Intersex – what do we mean by that?

“All people are different.”

(Translated from: Lila – Oder was ist Intersexualität? [Purple – Or what is intersex?] 2009: 4)

Many terms are available to describe variations in physical sex characteristics and development. The term intersexuality was coined by the biologist Goldschmidt (1926) and is still used today. The Latin prefix inter- expresses the image of “being in between” or being in an interspace. This term later gradually replaced the term hermaphrodite, which was commonly used in English until the 1940s to describe a range of ambiguous traits. Meanwhile, the term intersex is generally preferred to intersexuality to describe people with intersex variations or traits.

Since the introduction of a new medical classification and the abbreviation DSD (for disorders of sex development) at the International Intersex Consensus Conference in Chicago in 2005, the discussion about the appropriate nomenclature and designation of intersex body diversity has continued. The sociologist and lived-experience expert Georgiann Davis vividly illustrates the debate, and especially how it is conducted in North America, in her book Contesting Intersex: The Dubious Diagnosis.

In the meantime, many researchers and practitioners, also those in the field of medicine, have distanced themselves from the original “DSD” designation. The abbreviation is increasingly being given new meaning and can also be read as differences or divergences in sex development or as diverse sex development. Dividing DSD into three main groups according to the underlying genetic sex (46,XX or 46,XY karyotype or mosaic forms) has at the same time led to more comprehensibility and has also made it possible to classify such intersex forms that were previously difficult to diagnose.

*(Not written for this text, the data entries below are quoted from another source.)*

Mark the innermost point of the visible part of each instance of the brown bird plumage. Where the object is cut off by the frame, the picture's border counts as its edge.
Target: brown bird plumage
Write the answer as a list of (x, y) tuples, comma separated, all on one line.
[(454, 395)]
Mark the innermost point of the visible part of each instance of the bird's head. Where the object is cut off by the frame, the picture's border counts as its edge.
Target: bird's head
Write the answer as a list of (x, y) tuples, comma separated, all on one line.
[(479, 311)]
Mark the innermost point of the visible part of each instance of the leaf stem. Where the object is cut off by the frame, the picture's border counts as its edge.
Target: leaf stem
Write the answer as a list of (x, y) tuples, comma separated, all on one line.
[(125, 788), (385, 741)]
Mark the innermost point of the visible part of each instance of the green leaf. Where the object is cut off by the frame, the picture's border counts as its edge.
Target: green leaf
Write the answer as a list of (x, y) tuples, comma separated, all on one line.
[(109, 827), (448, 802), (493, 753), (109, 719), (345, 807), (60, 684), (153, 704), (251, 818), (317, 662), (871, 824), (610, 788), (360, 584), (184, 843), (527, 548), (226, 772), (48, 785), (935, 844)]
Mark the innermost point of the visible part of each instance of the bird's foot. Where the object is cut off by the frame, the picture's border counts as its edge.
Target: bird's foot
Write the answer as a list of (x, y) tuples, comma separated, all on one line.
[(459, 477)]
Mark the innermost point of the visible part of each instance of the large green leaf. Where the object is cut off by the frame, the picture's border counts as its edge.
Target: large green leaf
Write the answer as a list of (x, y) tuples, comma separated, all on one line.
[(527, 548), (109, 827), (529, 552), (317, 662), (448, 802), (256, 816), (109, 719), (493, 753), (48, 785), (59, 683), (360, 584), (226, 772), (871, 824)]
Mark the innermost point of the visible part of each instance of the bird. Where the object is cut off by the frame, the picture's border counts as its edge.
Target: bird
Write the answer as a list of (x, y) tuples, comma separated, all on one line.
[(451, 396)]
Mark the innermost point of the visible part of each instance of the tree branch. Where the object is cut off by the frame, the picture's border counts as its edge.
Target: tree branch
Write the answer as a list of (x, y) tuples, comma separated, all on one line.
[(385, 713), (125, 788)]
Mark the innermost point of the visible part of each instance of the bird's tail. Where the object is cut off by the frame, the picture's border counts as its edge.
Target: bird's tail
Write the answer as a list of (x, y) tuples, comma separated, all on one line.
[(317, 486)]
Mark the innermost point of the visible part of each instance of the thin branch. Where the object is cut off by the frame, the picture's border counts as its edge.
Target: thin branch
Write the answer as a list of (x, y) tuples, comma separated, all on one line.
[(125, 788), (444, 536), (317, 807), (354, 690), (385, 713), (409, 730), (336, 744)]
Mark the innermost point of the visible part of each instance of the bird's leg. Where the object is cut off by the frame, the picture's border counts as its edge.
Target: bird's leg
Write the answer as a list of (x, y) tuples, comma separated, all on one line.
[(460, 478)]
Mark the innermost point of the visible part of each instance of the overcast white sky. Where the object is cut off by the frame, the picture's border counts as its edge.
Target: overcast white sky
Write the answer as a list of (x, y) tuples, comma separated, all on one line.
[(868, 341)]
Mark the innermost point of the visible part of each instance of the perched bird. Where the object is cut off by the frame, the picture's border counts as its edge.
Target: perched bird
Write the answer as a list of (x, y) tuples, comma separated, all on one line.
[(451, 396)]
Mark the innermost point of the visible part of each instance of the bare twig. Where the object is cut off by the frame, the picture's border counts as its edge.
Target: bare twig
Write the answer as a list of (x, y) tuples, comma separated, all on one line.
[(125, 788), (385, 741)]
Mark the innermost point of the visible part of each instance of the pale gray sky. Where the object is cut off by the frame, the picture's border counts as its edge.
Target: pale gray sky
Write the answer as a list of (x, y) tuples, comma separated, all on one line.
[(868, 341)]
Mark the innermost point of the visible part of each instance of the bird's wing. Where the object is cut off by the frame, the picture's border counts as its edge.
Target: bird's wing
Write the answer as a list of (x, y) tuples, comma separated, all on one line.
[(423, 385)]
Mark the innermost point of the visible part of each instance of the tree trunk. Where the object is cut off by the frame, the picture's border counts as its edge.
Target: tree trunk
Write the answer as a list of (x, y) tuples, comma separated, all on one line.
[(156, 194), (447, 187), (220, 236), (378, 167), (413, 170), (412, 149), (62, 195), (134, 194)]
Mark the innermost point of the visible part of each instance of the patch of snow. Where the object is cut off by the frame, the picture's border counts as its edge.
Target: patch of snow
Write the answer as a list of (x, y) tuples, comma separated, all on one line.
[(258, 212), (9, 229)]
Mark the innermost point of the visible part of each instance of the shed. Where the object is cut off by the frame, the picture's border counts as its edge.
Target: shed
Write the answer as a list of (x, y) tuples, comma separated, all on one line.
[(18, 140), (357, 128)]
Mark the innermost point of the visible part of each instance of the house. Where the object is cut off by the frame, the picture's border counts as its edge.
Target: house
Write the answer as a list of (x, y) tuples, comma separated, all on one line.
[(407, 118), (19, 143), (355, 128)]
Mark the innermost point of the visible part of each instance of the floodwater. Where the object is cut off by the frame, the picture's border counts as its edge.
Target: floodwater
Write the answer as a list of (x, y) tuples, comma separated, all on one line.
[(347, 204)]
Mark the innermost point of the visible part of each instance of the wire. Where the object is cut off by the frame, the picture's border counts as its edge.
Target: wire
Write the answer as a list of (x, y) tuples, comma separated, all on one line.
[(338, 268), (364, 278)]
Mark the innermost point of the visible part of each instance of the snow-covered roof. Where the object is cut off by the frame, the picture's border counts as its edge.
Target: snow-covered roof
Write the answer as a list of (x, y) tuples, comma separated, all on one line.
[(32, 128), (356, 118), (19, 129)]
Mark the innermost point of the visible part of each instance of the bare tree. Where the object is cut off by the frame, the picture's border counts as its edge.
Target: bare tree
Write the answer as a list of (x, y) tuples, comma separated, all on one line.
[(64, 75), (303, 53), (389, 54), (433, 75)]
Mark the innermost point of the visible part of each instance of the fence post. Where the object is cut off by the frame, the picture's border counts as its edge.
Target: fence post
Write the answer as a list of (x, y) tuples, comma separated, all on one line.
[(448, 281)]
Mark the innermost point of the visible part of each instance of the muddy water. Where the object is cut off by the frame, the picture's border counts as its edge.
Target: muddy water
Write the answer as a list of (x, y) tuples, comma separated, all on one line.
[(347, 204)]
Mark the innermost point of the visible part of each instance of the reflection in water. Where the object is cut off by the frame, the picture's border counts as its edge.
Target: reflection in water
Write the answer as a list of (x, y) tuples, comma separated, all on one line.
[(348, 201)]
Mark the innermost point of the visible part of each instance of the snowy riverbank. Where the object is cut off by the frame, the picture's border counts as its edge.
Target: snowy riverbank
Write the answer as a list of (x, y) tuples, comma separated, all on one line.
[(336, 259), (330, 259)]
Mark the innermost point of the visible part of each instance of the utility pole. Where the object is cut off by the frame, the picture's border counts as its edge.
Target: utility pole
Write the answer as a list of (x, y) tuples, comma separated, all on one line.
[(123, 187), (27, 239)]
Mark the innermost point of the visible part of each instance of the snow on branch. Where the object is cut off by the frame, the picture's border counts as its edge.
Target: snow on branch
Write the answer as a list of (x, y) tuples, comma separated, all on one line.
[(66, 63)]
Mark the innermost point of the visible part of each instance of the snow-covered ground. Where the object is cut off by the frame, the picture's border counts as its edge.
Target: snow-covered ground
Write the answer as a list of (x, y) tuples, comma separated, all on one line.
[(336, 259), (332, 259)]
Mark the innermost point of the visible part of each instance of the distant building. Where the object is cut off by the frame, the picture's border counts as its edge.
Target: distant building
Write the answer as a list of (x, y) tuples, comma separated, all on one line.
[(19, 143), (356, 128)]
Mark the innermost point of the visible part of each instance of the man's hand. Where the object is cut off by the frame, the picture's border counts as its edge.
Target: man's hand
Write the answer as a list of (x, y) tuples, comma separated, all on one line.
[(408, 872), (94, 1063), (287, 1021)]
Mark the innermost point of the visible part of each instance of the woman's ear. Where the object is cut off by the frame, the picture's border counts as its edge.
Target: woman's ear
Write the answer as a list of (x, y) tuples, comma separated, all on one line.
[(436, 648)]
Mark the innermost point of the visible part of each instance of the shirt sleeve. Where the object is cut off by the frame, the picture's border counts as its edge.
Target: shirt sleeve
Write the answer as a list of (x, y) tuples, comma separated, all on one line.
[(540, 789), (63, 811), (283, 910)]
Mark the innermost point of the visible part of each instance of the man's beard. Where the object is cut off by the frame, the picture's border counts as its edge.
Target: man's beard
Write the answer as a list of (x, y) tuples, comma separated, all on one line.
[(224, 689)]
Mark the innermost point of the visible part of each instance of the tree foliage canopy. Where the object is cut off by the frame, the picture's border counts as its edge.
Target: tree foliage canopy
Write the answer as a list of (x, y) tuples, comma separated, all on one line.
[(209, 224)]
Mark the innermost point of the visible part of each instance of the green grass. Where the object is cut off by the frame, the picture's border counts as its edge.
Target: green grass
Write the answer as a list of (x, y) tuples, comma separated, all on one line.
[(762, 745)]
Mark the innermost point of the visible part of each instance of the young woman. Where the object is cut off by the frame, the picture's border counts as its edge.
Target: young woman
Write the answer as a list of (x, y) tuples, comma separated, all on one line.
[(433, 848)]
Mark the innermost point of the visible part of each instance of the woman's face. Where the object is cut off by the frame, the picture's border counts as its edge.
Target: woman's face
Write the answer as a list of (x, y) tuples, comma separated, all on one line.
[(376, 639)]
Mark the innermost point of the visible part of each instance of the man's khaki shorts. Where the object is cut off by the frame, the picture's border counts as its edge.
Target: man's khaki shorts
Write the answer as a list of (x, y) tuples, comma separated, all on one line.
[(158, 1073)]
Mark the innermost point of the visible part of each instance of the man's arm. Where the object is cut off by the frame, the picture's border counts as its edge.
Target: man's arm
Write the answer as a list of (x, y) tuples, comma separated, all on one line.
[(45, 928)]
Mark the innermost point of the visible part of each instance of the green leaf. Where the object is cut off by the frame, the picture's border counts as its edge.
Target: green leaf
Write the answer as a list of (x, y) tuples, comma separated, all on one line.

We understand intersex as a generic term that encompasses numerous and very different congenital physical manifestations. In intersex forms such as androgen resistance or androgen insensitivity, gonadal dysgenesis or so-called disorders of androgen biosynthesis, the sex characteristics of a person do not all correspond to one or the same sex. Also, the adrenogenital syndrome (AGS) and the Klinefelter and Turner syndromes are counted by some lived-experience experts as intersex conditions, and in the medical field as DSD or variations in physical sex development.